Que pensez-vous de l’aide pour le développement du Burkina Faso?

Je pense que le pays ne peut pas s’aider tout seul. Parfois, les critiques que l’on reçoit des étrangers peuvent être constructive. En étant burkinabé, il y a des choses dont on ne se rend plus compte alors qu’un regard extérieur peut nous le faire remarquer. Je pense que selon moi, le vrai changement serait de changer les mentalités mais je pense aussi que c’est un des plus gros obstacle. Les personnes âgées gardent un esprit très conservateur, quasi féodal, alors qu’avec la mondialisation, les jeunes changent leur mentalité. Je pense que si une personne est préparée et avisée, on peut la changer. Par exemple, au début de l’ordinateur, on se disait que c’était compliqué alors qu’en fait ce n’est pas très sorcier, il suffit juste d’avoir l’opportunité.


Dans les villages, lors des élections, on offre des casquettes, des t-shirts bref plein de cadeaux pour que les habitants votent pour tel ou tel parti. Comme l’analphabétisme est encore très présent dans ces communautés, on profite totalement de la crédulité de ces habitants. Pour eux, ce geste représente un geste d’aide. Au Burkina, vu qu’il y a plusieurs ethnies, le choix des gens est aussi encore beaucoup influencé par l’appartenance à telle ethnie ou telle région. Toutes ces barrières rendent le changement des mentalités très difficile.

Le problème des projets de développement et même de certains projets locaux est que l’on reçoit le matériel mais il n’est pas adapté aux besoins des communautés. Si aucune étude de milieu et aucune consultation des populations n’est faite au préalable, ça ne marchera pas. Au début, même le projet que l’Union avait lancé pour la commercialisation des céréales n’avait pas bien été approché. L’Union avait seulement insisté sur l’ajout de 200 à 400 CFA de plus par sac qu’un simple commerçant. Quand le prix du commerçant devenait plus élevé que celui de l’Union après le retrait du projet, les producteurs se plaignaient et certains vendaient aux commerçants. Ils se sont alors rendu compte qu’être membre de l’Union apporte d’autres avantages comme les PA1, de pouvoir avoir des intrants à crédit et souvent subventionnés (20 000 CFA à l’Union contre 22 500 CFA non subventionné), les différentes formations, les semences moins chers etc.

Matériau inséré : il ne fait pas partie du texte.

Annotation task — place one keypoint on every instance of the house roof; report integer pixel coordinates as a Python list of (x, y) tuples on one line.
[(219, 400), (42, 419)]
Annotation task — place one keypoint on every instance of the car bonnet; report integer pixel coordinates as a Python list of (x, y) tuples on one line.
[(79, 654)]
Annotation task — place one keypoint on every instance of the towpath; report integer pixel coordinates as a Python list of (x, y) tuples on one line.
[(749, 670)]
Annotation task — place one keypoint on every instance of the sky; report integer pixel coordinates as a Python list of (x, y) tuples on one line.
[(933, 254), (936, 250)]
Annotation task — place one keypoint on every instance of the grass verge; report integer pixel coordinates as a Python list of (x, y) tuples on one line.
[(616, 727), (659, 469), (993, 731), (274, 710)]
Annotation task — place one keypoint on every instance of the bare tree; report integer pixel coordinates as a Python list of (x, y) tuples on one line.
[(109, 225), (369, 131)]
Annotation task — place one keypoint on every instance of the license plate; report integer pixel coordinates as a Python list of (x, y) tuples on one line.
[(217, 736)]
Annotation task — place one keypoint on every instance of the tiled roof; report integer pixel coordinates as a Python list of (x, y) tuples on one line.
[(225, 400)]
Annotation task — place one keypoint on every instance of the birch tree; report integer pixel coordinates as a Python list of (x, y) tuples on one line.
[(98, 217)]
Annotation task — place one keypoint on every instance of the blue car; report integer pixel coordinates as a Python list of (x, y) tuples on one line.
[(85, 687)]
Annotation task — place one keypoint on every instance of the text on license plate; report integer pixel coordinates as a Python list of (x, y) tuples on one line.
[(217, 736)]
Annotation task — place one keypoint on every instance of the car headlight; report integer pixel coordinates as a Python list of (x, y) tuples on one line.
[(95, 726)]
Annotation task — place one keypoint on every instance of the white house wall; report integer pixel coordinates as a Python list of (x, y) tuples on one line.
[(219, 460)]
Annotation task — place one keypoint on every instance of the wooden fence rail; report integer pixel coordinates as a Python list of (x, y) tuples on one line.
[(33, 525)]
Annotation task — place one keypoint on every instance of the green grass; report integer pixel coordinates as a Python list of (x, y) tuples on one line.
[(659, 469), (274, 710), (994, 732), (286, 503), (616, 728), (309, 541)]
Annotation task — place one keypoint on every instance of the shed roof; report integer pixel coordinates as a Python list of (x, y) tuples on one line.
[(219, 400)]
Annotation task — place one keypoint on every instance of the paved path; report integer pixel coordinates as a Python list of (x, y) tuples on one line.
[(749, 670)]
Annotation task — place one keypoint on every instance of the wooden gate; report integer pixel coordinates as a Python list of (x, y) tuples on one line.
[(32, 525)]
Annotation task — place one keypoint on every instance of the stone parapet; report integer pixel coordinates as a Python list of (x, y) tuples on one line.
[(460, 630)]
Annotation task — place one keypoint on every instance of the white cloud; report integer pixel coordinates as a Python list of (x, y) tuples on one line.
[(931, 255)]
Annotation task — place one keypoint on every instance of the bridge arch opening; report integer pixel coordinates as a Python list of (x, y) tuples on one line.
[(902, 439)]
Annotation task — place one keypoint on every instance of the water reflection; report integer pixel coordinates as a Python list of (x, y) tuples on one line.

Pensez-vous que l’émancipation est perçue de manière négative?

On parle beaucoup de femmes leaders. Le problème c’est que certaines femmes utilisent ce terme en se considérant émancipé et vont alors aller tempêter jusque dans le couple et le foyer. Certaines personnes ont donc une vision négative de l’émancipation car elle est perçue comme une discorde. L’émancipation des femmes est perçue comme une obéissance de la part des hommes. C’est donc pour ça que beaucoup favorisent l’éducation des hommes. Et pourtant les femmes sont plus nombreuses que les hommes mais elles n’atteignent pas souvent l’école secondaire, ou bien continue un peu mais quitte très tôt pour aller travailler.
Je pense que le concept de l’émancipation de la femme n’est pas encore compris. Comme l’émancipation a causé des ruptures, certains hommes n’aiment pas ça. Et pourtant, qui ne veut pas d’une femme instruite, une femme qui travaille et aide le foyer? Les femmes sont très intelligentes. Elles travaillent fort et sont honnête. Elles occupent souvent des postes de gestion (comptabilité, cadre de banque ou dans les assurances) car pour ce genre de poste, on fait plus confiance à une femme qu’à un homme. Malheureusement, dans la mentalité de nos parents, on préfère les garçons aux filles. La femme reste celle qui s’occupe uniquement que de la famille. Si passé un certain âge, une fille n’est toujours pas mariée, on la classe.